Basically I am looking to implement the following in x86_64 assembly as fast as possible. (Where foo
and bar
may be something like glibc's hand-written asm strcpy or strcmp, and we want to start out with wide vectors but without the safety and/or performance downsides of a page-split load when one isn't needed.

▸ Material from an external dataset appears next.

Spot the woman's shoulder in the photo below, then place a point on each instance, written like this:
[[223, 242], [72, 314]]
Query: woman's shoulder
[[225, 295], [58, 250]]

Or of an AVX-512 masked store: fault suppression works for correctness but is slow if it has to actually suppress a fault in the destination.)
#define TYPE __m256i
int has_page_cross(void * ptr1, void * ptr2) {
uint64_t ptr1_u64 = (uint64_t)ptr1;
uint64_t ptr2_u64 = (uint64_t)ptr2;
ptr1_u64 &= 4095;
ptr2_u64 &= 4095;
if((ptr1_u64 + sizeof(TYPE)) > 4096
|| (ptr2_u64 + sizeof(TYPE)) > 4096) {
// There will be a page cross
return foo_handling_page_cross(ptr1, ptr2);
}
return bar_with_no_page_cross(ptr1, ptr2);
}
There are a lot of really efficient ways to do this for one pointer many of which are discussed in Is it safe to read past the end of a buffer within the same page on x86 and x64? but there does not seem to be a particularly efficient approach for two pointers that does not sacrifice accuracy.
ApproachesFrom here on out assuming ptr1
is starting in rdi
and ptr2
is starting in rsi
. Load size will be represented by constant LSIZE
.
Fast with False Positives
// cycles, bytes
movl %edi, %eax // 0 , 2 # assuming mov-elimination
orl %esi, %eax // 0 , 5 # which Ice Lake disabled
andl $4095, %eax // 1 , 10
cmpl $(4096 - LSIZE), %eax // 2 , 15
ja L(page_cross)
/* less bytes
movl %edi, %eax // 0 , 2
orl %esi, %eax // 1 , 5
sall $20, %eax // 2 , 8
cmpl $(4096 - LSIZE) << 20, %eax // 3 , 13
ja L(page_cross)
*/
- Latency : 3c
- Throughput: ~1.08c Measured (both versions).
- Bytes : 13b
This approach is nice because it is fast with 3c latency (assuming eliminated movl %edi, %eax
), has high throughput, and is pretty compact for the Front End.
The obvious drawback is that it will have false positive i.e rdi = 4000
, rsi = 95
. I think though that its performance should serve as the goal for a full correct solution.
Slower but Correct
This is the best I've been able to come up with
// cycles, bytes
leal (LSIZE - 1)(%rdi), %eax // 0 , 4
leal (LSIZE - 1)(%rsi), %edx // 0 , 8
xorl %edi, %eax // 1 , 11
xorl %esi, %edx // 1 , 14
orl %edx, %eax // 2 , 17
testl $4096, %eax // 3 , 22
jnz L(page_cross)
- Latency : 4c
- Throughput: ~1.75c Measured (Note on Icelake so higher tput
lea
than older CPUs) - Bytes : 21b
It has a 4c latency which isn't so bad, but its throughput is worse, and it has a much larger code footprint.
Question
- Can either of these approaches be improved at all in terms of latency, throughput, or bytes? Generally I am most interested in latency > throughput > bytes?
My general goal is to get the correct case as fast as the false positive.
Edit: Fixed bug in Correct version.
CPUs: Personally I am tuning for CPUs with AVX512 so Skylake Server, Icelake, and Tigerlake but this question is targetted at entire Sandybridge family.